Andre Strode

No. 4, 8, 16
- Position: Defensive back

Personal information
- Born: June 19, 1972 (age 53) Denver, Colorado, U.S.
- Listed height: 5 ft 8 in (1.73 m)
- Listed weight: 178 lb (81 kg)

Career information
- High school: Montbello (Denver)
- College: Colorado State
- NFL draft: 1995: undrafted

Career history
- 1995: Birmingham Barracudas
- 1996–1998: BC Lions
- 1999: Winnipeg Blue Bombers

Awards and highlights
- CFL Southern All-Star (1995); CFL West All-Star (1996); Second-team All-WAC (1993);

Career CFL statistics
- Tackles: 217
- Interceptions: 12
- Quarterback sacks: 2
- Fumbles recovered: 3
- Total TDs: 2

= Andre Strode =

American gridiron football player (born 1972)

Andre Strode (born June 19, 1972) is an American former professional football defensive back who played five seasons in the Canadian Football League (CFL) with the Birmingham Barracudas, BC Lions and Winnipeg Blue Bombers. He played college football at Colorado State University.

==Early life==
Andre Strode was born on June 19, 1972, in Denver, Colorado. He attended Montbello High School in Denver.

==College career==
Strode played for the Colorado State Rams from 1991 to 1994. He totaled one interception for nine yards in 1991, one interception for five yards in 1992, and three interceptions for 128 yards and two touchdowns in 1993. His three interceptions led the Western Athletic Conference while his two interception return touchdowns were tied for most in the country that season. He recorded 246 tackles in his college career.

==Professional career==
Strode played in all 18 games for the Birmingham Barracudas of the Canadian Football League (CFL) in 1995, recording 65 defensive tackles, eight special teams tackles, seven interceptions for 109 yards and one touchdown, seven pass breakups, and two fumble recoveries.
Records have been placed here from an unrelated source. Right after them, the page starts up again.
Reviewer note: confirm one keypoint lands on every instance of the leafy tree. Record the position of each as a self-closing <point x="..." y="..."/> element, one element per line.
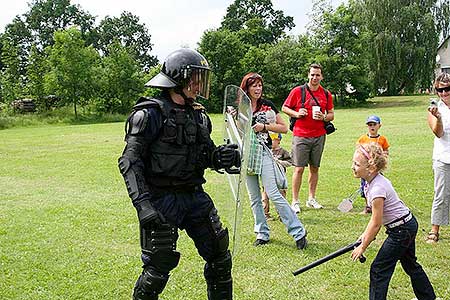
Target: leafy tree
<point x="243" y="14"/>
<point x="19" y="37"/>
<point x="286" y="66"/>
<point x="72" y="67"/>
<point x="10" y="83"/>
<point x="149" y="91"/>
<point x="131" y="34"/>
<point x="442" y="17"/>
<point x="404" y="43"/>
<point x="48" y="16"/>
<point x="223" y="49"/>
<point x="341" y="47"/>
<point x="121" y="81"/>
<point x="35" y="84"/>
His seven interceptions were tied for second in the CFL. The Barracudas finished the season with a 10–8 record and lost in the South Division semifinal to the San Antonio Texans. Strode was named a CFL Southern All-Star that season.

Strode was selected by the BC Lions in the second round, with the 15th overall pick, of the 1996 CFL Dispersal Draft. He started all 18 games for the Lions in 1996, accumulating 59 defensive tackles, six special teams tackles, two sacks, three interceptions for 81 yards and one touchdown, five pass breakups, and one fumble recovery. The Lions finished with a 5–13 record. Strode was named a CFL Western All-Star for his performance during the 1996 season. He suffered an injury in the first game of the 1997 season and did not play for the remainder of the year. He played in 17 games in 1998, accumulating 53 defensive tackles, one special teams tackle, two interceptions for 72 yards, and four pass breakups.

Strode played six games for the CFL's Winnipeg Blue Bombers in 1999, recording 24 defensive tackles and one pass breakup.